Le coronavirus peut-il circuler en suspension dans l'air et peut-on être contaminé de cette manière? Cette question importante intrigue les scientifiques et a été relancée par une étude cette semaine, mais sans pouvoir être tranchée à ce stade.
«Nos résultats indiquent que la transmission du SARS-CoV-2 (nom du nouveau coronavirus, ndlr) par aérosol (...) est plausible», ont conclu les auteurs d'une étude publiée mardi par la prestigieuse revue médicale américaine NEJM.
Mais, et ce point est crucial, on ne peut absolument pas en déduire que le coronavirus contamine des gens en restant suspendu dans l'air après qu'un malade a toussé.
Ce qui est aujourd'hui acquis avec certitude, c'est que le coronavirus se transmet essentiellement par voie respiratoire et par contact physique.
La transmission par voie respiratoire se fait dans les gouttelettes de salive expulsées par le malade, par exemple quand il tousse. C'est pourquoi les autorités sanitaires conseillent de maintenir une distance d'au moins un mètre pour éviter les contact rapprochés.
Mais dans une étude, des chercheurs ont montré que le coronavirus pouvait survivre pendant trois heures sous la forme de particules suspendues dans l'air (ce qu'on appelle «aérosol»). Pour cela, ils ont projeté le virus dans l'air par nébulisation, c'est-à-dire avec une sorte de vaporisateur.
Or, bien qu'intéressantes du point de vue expérimentales, les conditions de l'étude ne correspondent pas à ce qui se passe dans la vie réelle, soulignent d'autres chercheurs.

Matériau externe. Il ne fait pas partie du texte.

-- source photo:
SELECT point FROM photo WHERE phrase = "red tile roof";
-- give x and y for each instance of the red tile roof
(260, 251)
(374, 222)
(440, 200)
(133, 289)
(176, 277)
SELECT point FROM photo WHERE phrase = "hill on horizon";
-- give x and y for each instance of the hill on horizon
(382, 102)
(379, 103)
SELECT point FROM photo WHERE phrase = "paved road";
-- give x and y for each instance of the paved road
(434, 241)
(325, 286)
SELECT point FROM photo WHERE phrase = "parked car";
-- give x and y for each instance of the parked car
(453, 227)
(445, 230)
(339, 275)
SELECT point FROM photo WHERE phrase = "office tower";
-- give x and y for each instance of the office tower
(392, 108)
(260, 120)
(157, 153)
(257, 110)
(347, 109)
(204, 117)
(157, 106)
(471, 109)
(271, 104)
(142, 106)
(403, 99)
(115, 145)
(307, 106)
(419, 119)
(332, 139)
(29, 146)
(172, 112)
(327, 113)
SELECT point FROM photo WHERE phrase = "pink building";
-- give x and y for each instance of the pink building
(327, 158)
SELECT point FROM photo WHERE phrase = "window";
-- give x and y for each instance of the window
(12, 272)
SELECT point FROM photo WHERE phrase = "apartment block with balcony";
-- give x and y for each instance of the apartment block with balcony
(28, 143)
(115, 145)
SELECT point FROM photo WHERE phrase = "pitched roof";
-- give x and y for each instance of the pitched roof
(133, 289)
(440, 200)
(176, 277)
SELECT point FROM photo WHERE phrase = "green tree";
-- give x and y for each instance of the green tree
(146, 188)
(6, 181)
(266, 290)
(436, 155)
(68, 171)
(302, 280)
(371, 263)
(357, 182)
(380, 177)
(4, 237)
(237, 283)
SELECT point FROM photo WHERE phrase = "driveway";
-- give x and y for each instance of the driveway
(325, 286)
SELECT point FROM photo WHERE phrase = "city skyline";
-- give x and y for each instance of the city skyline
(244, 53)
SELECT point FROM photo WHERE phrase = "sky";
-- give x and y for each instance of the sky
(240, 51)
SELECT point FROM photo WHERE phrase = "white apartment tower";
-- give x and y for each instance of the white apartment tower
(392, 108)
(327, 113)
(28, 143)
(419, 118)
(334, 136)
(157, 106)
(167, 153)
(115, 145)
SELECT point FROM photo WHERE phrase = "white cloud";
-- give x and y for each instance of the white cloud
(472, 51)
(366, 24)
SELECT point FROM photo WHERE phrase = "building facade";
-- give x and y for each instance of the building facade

Quand un malade tousse ou éternue, «les gouttelettes tombent au sol assez rapidement par rapport à un aérosol» car elles sont plus grosses et donc plus lourdes que celles qui composent un nuage vaporisé, a souligné le professeur Paul Hunter, de l'université britannique d'East Anglia.
«Les aérosols ne constituent pas un modèle particulièrement valide de transmission», a-t-il estimé, en ajoutant que la nouvelle étude «ne change pas forcément notre point de vue sur les risques du Covid-19».
«Le risque est surtout de se tenir à environ un mètre de quelqu'un qui est infecté ou en touchant des surfaces sur lesquelles sont tombées ces gouttelettes», a-t-il poursuivi.
Dentistes et hôpital
Quand on touche des surfaces contaminées, le risque est de porter ses mains au visage et d'être infecté par la bouche, le nez ou les yeux.
L'étude publiée par le NEJM montre que le nouveau coronavirus est détectable jusqu'à deux à trois jours sur des surfaces en plastique ou en acier inoxydable, et jusqu'à 24 heures sur du carton. Cela étant, la contamination dépend de «la quantité de virus présente», soulignent les chercheurs.
«Le conseil, c'est toujours de ne pas s'approcher trop de cas possibles et se laver régulièrement les mains», selon le Pr Hunter.
Pour autant, on ne peut pas non plus conclure à ce stade qu'une transmission du virus dans l'air est impossible.
«On ne peut pas totalement écarter l'idée que le virus soit capable de parcourir une certaine distance dans l'air», a déclaré le Dr Anthony Fauci, expert mondialement respecté, jeudi sur la chaîne américaine NBC.
Si cette hypothèse était confirmée par d'autres travaux, cela changerait radicalement ce qu'on sait de la maladie et des moyens de s'en prémunir (notamment le fait qu'on juge inutile de porter un masque si on n'est pas malade).
Au-delà de la population générale, les risques de transmission par aérosol peuvent déjà exister pour des catégories très ciblées, comme les dentistes, en raison de gestes liés à leur activité.
Lors de plusieurs types d'actes, les dentistes pulvérisent en effet de l'eau dans la bouche du patient.
«Limitez si possible le fraisage qui génère un aérosol pulvérisant à environ 1,5 mètres sur les surfaces autour du praticien», a ainsi conseillé un syndicat français, l'Union dentaire, jeudi à ses adhérents.
Les conclusions de l'étude du NEJM «sont surtout intéressantes pour les soignants qui effectuent certains gestes à l'hôpital sur des malades porteurs du virus, cela confirme la nécessité d'être bien protégé», a affirmé le virologue Étienne Simon-Lorière (Institut Pasteur) au journal Le Figaro.